The federal government still regards marijuana as an illegal drug, but over 30 countries permits it to be used for a range of medical issues,some without solid proof.

“The science is lagging behind the public use and interest. We’re doing our best to catch up here,”

Dr. David Shurtleff, deputy director of the National Center for Complementary and Integrative Health, which is funding the projects.

The science is most powerful for chronic pain, the most popular reason individuals give when enrolling in state-approved medical marijuana programs. But little is known about which parts of marijuana are helpful and whether the intoxicating effects of THC can be avoided.

Shurtleff said the grants responded to the call in a report from the National Academies of Sciences, Engineering and Medicine in 2017, concluding that a lack of research into marijuana poses a public health risk.

The crisis has given rise to fresh science interest in the pain-easing characteristics of marijuana.

Research by Dr. Judith Hellman, a grant recipient from University of California covers the capacity of the body to generate signaling molecules comparable to the components of marijuana.

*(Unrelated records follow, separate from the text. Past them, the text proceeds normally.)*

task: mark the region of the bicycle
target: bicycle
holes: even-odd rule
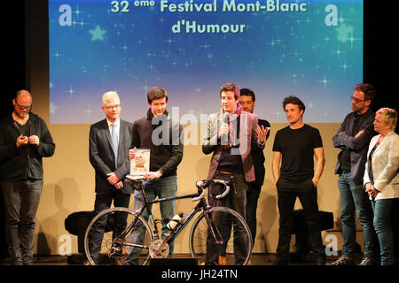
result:
[[[137,264],[145,265],[150,258],[167,257],[169,253],[169,244],[199,212],[200,214],[195,218],[190,231],[189,248],[191,256],[198,258],[200,263],[204,263],[207,249],[213,248],[215,251],[215,249],[218,249],[218,247],[227,246],[225,250],[228,265],[245,265],[247,264],[252,251],[252,235],[246,222],[231,209],[209,206],[206,197],[206,188],[211,184],[222,184],[225,187],[224,192],[214,197],[217,199],[224,197],[229,194],[231,180],[207,180],[197,181],[198,192],[196,194],[154,199],[153,201],[147,199],[143,185],[145,180],[145,179],[129,180],[130,185],[136,189],[142,190],[143,193],[144,203],[137,210],[124,207],[110,208],[98,213],[89,224],[84,236],[84,250],[90,264],[106,263],[113,258],[121,261],[126,260],[132,249],[137,253],[135,256],[130,255],[129,260],[133,259]],[[186,198],[192,198],[193,202],[199,203],[185,218],[181,218],[182,215],[176,215],[168,224],[153,218],[151,204]],[[145,210],[148,211],[148,221],[142,216]],[[164,238],[161,239],[159,232],[164,225],[167,225],[169,233],[166,233]],[[232,225],[233,229],[228,229],[231,231],[231,235],[223,235],[223,231],[226,230],[222,227],[223,225]],[[98,233],[98,229],[102,229],[103,237],[97,240],[97,246],[100,247],[99,254],[103,255],[106,259],[98,260],[98,263],[96,263],[92,251],[90,253],[91,247],[95,243],[95,241],[91,241],[91,239],[96,233]],[[143,229],[144,232],[141,232]],[[140,233],[144,240],[132,241],[131,239],[136,239],[137,234]],[[131,234],[133,234],[133,237],[130,237]],[[234,241],[236,241],[235,247]],[[240,256],[235,256],[236,254]]]

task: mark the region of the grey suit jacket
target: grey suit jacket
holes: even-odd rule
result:
[[[264,147],[258,140],[256,134],[256,126],[258,125],[258,117],[255,114],[242,111],[239,115],[239,154],[241,155],[242,166],[246,181],[252,182],[255,180],[254,160],[251,154],[251,149],[261,149]],[[216,172],[219,159],[223,149],[221,141],[218,141],[217,135],[220,126],[223,121],[223,113],[215,113],[209,115],[207,121],[207,134],[202,142],[202,151],[205,154],[213,153],[207,179],[211,179]]]
[[[114,188],[108,183],[107,174],[115,172],[123,181],[122,192],[132,193],[130,185],[124,178],[130,172],[129,149],[131,144],[132,124],[121,119],[118,147],[118,164],[115,168],[115,157],[112,147],[111,134],[106,119],[91,125],[90,132],[89,158],[96,172],[96,192]]]
[[[370,142],[367,152],[364,183],[370,183],[369,156],[379,139],[380,134],[375,135]],[[379,190],[376,200],[399,197],[399,135],[389,133],[377,147],[372,154],[372,175],[374,187]]]

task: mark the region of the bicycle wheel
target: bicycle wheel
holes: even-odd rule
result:
[[[200,263],[217,264],[219,256],[225,256],[227,265],[246,265],[252,235],[244,218],[226,207],[213,207],[206,215],[200,215],[190,231],[192,256]]]
[[[122,264],[144,265],[149,259],[151,229],[142,216],[116,207],[98,213],[84,235],[84,251],[91,264]],[[129,255],[130,253],[130,255]]]

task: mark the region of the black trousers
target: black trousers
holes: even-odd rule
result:
[[[322,256],[324,254],[324,249],[317,218],[317,190],[312,182],[312,179],[309,178],[300,182],[293,182],[280,178],[277,182],[277,187],[278,211],[280,213],[277,257],[288,261],[293,207],[297,197],[300,199],[305,212],[310,249],[315,253],[315,256]]]
[[[130,201],[130,195],[123,194],[120,189],[113,188],[105,192],[98,192],[96,194],[96,201],[94,203],[94,210],[96,214],[109,209],[111,203],[113,201],[114,207],[129,207]],[[122,213],[121,217],[118,217],[116,224],[116,233],[123,231],[126,228],[126,213]],[[94,232],[90,237],[90,254],[94,261],[98,261],[98,256],[101,249],[101,241],[103,240],[104,232],[106,230],[106,225],[107,218],[103,217],[97,222],[97,226],[94,228]]]

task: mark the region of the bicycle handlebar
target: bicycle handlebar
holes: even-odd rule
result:
[[[209,185],[211,183],[222,184],[226,187],[224,192],[215,196],[216,199],[221,199],[221,198],[224,197],[227,194],[229,194],[230,185],[231,185],[231,180],[223,180],[210,179],[210,180],[199,180],[195,183],[195,186],[197,186],[198,193],[200,194],[200,195],[197,197],[193,197],[192,202],[197,202],[197,201],[200,200],[201,198],[203,198],[205,196],[205,188],[209,187]]]

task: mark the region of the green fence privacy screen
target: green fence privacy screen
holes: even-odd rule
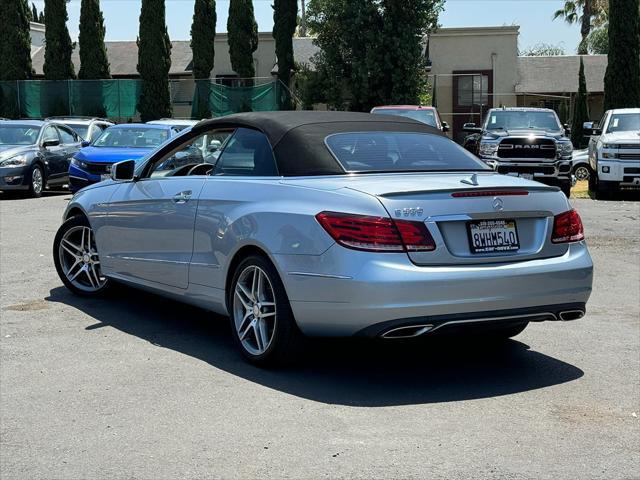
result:
[[[3,81],[0,82],[0,117],[82,115],[121,121],[136,119],[140,83],[140,80]],[[217,117],[281,110],[289,95],[288,89],[277,80],[237,87],[186,79],[172,80],[170,86],[174,115],[195,119],[202,118],[203,112]],[[182,113],[177,115],[180,109]]]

Marijuana includes such small quantities of the components that it is too expensive and time consuming to isolate enough for studies, Sarlah said.

York, PA is set to be the CBD & Hemp Capital of the east coast.

With startup of Groff, N.A., Pennsylvania’s first Hemp Processor, Pennsylvanian Farmers are switching over to growing hemp. Hemp contains CBD, but does not contain THC.

THC is the chemical that makes an individual high. While many already claim that the benefits of CBD are already know. Science is still working to prove what many already “know” to be true.